A Wavelet Neural Network Based Non-linear Model Predictive Controller for a Multi-variable Coupled Tank System

Funds: 

This work was supported by Petroleum Training Development Fund, Nigeria.

  • 摘要: In this paper, a novel real time non-linear model predictive controller (NMPC) for a multi-variable coupled tank system (CTS) is designed. CTSs are highly non-linear and can be found in many industrial process applications. The involvement of multi-input multi-output (MIMO) system makes the design of an effective controller a challenging task. MIMO systems have inherent couplings, interactions in-between the process input-output variables and generally have an complex internal structure. The aim of this paper is to design, simulate, and implement a novel real time constrained NMPC for a multi-variable CTS with the aid of intelligent system techniques.
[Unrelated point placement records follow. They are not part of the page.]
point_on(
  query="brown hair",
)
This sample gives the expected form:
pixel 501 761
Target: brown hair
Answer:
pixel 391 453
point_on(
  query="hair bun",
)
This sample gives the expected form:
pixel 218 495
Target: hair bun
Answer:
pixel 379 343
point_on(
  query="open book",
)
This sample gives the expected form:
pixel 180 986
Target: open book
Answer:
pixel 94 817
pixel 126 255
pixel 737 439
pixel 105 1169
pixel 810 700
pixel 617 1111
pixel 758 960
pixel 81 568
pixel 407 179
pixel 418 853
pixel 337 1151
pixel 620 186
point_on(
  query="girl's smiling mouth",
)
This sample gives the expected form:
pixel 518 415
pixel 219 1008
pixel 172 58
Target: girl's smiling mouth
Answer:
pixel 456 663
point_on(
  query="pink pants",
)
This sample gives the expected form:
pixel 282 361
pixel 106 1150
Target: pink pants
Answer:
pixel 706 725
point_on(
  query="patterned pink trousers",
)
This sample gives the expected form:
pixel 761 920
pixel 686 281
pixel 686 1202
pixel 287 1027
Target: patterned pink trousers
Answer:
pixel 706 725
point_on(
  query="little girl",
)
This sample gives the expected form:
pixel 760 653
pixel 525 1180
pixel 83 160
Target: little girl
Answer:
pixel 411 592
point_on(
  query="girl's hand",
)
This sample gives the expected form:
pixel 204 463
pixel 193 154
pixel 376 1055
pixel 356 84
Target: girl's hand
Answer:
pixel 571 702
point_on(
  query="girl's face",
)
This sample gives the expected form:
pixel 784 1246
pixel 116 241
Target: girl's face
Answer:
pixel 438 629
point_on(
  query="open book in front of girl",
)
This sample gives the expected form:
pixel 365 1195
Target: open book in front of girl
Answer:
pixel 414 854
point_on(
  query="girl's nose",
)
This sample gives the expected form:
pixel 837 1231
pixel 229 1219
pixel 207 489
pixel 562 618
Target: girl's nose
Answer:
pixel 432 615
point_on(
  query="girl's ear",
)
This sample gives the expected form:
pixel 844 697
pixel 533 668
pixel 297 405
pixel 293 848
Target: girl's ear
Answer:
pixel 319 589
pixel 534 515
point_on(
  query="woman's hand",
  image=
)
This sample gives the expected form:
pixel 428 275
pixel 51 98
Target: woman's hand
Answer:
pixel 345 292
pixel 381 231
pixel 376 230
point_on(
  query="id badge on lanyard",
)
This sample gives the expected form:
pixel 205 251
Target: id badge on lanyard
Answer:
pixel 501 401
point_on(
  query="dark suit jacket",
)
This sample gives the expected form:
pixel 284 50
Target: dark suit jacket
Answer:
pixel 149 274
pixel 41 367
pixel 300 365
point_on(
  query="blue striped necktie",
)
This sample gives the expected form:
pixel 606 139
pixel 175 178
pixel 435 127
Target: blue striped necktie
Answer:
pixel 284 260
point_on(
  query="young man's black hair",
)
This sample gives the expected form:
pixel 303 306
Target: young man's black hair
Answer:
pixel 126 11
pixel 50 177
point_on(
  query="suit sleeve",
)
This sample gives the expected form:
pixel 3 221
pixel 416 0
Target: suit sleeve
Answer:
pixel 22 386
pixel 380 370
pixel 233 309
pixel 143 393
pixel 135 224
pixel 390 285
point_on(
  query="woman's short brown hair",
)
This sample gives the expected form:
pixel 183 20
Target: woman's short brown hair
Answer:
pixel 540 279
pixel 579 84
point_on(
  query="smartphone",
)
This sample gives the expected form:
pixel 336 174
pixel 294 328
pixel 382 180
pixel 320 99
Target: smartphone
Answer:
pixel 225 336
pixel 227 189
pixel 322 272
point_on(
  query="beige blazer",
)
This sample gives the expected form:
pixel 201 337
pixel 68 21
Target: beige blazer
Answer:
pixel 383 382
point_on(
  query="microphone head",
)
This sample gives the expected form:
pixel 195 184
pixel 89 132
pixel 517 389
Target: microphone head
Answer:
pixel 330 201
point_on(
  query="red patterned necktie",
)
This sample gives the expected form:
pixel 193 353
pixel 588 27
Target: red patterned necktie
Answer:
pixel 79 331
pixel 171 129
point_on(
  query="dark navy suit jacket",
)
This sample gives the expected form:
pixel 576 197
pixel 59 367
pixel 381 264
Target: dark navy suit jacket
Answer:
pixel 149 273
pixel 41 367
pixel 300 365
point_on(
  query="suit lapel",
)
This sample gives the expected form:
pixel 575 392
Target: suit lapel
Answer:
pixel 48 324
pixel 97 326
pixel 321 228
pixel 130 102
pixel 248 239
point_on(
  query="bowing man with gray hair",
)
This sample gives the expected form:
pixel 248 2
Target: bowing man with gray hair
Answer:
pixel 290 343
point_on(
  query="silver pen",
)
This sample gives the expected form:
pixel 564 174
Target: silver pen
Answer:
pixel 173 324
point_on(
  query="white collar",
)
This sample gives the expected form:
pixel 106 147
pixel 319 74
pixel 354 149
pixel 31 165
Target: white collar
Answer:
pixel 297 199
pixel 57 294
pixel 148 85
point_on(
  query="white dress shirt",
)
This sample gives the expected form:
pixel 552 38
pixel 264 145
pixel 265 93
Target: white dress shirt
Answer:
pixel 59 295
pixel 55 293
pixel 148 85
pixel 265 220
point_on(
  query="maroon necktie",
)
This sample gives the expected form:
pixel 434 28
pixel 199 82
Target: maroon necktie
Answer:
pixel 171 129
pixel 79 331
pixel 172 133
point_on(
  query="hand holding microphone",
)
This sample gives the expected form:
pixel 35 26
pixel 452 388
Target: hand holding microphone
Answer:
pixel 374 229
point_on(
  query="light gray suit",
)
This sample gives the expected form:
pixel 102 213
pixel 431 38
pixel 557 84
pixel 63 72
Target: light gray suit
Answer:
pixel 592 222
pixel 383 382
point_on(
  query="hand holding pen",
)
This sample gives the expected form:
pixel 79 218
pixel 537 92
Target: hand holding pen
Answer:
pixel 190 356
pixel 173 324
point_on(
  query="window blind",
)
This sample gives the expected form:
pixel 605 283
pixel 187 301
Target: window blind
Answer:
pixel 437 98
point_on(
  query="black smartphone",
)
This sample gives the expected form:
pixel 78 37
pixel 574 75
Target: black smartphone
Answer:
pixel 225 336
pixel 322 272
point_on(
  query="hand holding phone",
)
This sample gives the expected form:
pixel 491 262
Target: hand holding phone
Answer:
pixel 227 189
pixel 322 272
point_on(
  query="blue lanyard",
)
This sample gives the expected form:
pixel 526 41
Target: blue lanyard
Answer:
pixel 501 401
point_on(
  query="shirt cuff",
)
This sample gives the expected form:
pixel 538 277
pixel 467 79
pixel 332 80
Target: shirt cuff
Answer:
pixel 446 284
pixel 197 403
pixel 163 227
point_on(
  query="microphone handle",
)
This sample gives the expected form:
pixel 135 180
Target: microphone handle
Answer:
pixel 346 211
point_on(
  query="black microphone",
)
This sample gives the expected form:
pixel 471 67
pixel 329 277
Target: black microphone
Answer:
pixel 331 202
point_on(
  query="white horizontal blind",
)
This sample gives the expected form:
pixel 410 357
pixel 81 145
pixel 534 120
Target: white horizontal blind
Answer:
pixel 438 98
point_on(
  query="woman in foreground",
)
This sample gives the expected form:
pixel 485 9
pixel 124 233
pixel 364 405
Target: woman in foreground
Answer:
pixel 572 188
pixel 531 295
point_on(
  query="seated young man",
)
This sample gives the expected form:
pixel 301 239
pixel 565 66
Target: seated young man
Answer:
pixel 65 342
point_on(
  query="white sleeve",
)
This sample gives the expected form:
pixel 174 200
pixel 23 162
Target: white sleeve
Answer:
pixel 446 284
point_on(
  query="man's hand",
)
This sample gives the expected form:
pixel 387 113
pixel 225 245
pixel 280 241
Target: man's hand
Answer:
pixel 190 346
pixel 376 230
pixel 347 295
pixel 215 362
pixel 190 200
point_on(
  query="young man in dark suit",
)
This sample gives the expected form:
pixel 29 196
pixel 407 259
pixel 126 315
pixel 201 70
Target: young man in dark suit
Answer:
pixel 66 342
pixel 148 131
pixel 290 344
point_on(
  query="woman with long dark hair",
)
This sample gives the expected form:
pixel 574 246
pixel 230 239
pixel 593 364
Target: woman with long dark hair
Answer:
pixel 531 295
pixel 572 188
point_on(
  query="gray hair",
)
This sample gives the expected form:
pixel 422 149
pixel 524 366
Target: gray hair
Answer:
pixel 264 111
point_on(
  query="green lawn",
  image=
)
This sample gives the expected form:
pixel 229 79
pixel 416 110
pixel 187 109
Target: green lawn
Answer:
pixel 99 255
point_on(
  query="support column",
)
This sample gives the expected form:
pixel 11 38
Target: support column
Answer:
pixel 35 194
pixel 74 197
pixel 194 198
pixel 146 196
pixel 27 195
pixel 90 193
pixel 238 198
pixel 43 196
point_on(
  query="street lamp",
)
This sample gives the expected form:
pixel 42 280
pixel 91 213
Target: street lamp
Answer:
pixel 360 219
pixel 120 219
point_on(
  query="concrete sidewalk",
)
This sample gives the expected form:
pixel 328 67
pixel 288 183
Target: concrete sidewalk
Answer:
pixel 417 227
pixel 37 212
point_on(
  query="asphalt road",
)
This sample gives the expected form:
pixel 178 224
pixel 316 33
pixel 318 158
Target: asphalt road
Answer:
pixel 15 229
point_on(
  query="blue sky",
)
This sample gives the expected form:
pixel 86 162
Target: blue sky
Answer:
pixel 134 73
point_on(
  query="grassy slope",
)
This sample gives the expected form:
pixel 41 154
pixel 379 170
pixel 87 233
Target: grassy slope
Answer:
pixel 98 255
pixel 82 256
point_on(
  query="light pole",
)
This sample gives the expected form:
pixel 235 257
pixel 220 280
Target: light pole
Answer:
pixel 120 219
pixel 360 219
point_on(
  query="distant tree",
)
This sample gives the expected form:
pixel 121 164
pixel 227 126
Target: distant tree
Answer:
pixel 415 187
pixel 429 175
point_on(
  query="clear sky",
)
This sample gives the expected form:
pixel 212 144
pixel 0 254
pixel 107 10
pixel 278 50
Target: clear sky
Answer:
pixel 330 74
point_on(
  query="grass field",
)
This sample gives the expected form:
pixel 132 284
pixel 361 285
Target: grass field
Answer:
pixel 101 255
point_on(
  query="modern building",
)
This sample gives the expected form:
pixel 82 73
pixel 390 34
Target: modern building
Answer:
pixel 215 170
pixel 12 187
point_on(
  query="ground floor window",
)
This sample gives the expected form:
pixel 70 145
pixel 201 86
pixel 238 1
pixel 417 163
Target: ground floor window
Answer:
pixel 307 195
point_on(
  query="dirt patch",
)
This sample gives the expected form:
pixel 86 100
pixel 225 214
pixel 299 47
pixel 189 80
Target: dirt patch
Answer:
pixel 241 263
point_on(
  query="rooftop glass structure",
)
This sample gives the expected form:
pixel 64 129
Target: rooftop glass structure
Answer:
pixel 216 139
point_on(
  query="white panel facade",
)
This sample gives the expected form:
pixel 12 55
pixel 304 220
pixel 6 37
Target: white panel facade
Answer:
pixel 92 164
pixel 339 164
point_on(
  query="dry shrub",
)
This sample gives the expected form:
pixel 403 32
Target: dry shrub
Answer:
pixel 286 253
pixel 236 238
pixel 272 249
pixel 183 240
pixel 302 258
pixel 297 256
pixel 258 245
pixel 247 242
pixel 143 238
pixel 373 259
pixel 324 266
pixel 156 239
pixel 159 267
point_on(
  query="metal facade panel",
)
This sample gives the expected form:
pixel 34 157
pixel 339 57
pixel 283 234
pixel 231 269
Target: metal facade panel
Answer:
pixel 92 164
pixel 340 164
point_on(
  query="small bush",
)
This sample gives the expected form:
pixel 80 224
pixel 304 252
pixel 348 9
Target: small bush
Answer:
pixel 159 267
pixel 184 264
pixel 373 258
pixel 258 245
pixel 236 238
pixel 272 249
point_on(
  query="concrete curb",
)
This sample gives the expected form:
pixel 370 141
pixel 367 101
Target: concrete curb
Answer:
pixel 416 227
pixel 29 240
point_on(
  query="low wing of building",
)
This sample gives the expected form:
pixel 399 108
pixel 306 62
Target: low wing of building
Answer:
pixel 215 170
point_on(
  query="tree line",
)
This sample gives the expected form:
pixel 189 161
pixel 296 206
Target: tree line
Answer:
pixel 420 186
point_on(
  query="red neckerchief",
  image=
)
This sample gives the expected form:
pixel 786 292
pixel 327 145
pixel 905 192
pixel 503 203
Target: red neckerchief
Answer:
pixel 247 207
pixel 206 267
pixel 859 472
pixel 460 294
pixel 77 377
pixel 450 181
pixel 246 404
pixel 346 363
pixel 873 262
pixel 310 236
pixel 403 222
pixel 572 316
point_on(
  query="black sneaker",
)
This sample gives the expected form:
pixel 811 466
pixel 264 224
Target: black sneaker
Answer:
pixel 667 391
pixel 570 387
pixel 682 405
There are two major formidable challenges hindering the success of the implementation of a NMPC strategy in the MIMO case. The first is the difficulty of obtaining a good non-linear model by training a non-convex complex network to avoid being trapped in a local minimum solution. The second is the online real time optimisation (RTO) of the manipulated variable at every sampling time. A novel wavelet neural network (WNN) with high predicting precision and time-frequency localisation characteristic was selected for an MIMO model and a fast stochastic wavelet gradient algorithm was used for initial training of the network. Furthermore, a genetic algorithm was used to obtain the optimised parameters of the WNN as well as the RTO during the NMPC strategy. The proposed strategy performed well in both simulation and real time on an MIMO CTS. The results indicated that WNN provided better trajectory regulation with less mean-squared-error and average control energy compared to an artificial neural network. It is also shown that the WNN is more robust during abnormal operating conditions.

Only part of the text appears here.